Fabrizio fu sinceramente felice di vederlo e di ospitarlo. Quanto a trascorrere insieme del tempo, era un’altra questione. A parte qualche partita a carte, la sera, dopo avere inizialmente ricordato ancora una volta i vecchi tempi trascorsi nei caruggi della città vecchia, non ci furono troppe occasioni. Il suo amico aveva delle abitudini originali, riguardo al tempo. Dormiva di giorno e per lo più lavorava di notte in compagnia della sua chitarra. Le sue note e i suoi versi riempivano il silenzio notturno. Una volta anche Dario si sentì immerso in una nuvola di malinconia, proprio mentre il suo amico cantava ‘Giugno 73’ una canzone che, per sua stessa ammissione, era una delle poche autobiografiche. Fu durante il verso finale “è stato meglio lasciarci che non esserci mai incontrati” che si ritrovò a ripensare alla sua ragazza finalmente così felice di avere l’apparecchio acustico che aveva risolto il suo problema uditivo che l’affliggeva dalla nascita. Cosa stava facendo ora Bice? Lo amava ancora? Mentre si rigirava nel suo letto si chiedeva se avesse fatto bene a spezzare quel legame tenero e sincero che per un certo periodo era riuscito, almeno in parte, a colmare i vuoti della sua esistenza. Per fortuna il sonno prese subito sopravvento. Non c’era spazio nei suoi pensieri e nel suo animo per simili nostalgie.

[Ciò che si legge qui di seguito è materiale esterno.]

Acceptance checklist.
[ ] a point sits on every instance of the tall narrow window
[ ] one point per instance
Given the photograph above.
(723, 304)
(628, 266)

Infatti il giorno seguente Bice era già fuori dalla sua testa. Ma Dario non se ne preoccupò affatto.

 La tenuta era così grande che vi si poteva camminare per ore senza trovare anima viva. Un giorno che aveva fatto un lungo giro, dopo aver vagato a lungo tra rupi, boschi e anfratti, mentre si trovava sulla via del rientro, si imbatté casualmente nell’ultima persona che si sarebbe aspettato di vedere. All’inizio non lo riconobbe, sdraiato com’era in mezzo all’erba, pancia a terra, con i binocoli puntati in direzione della residenza De André. Ne distinse il volto come quello si girò di scatto, forse spaventato dal fruscio dei suoi passi.

«Belin, Vittorio, che diavolo stai facendo qui? E cosa fai con quei binocoli?» gli chiese ridendo di gusto.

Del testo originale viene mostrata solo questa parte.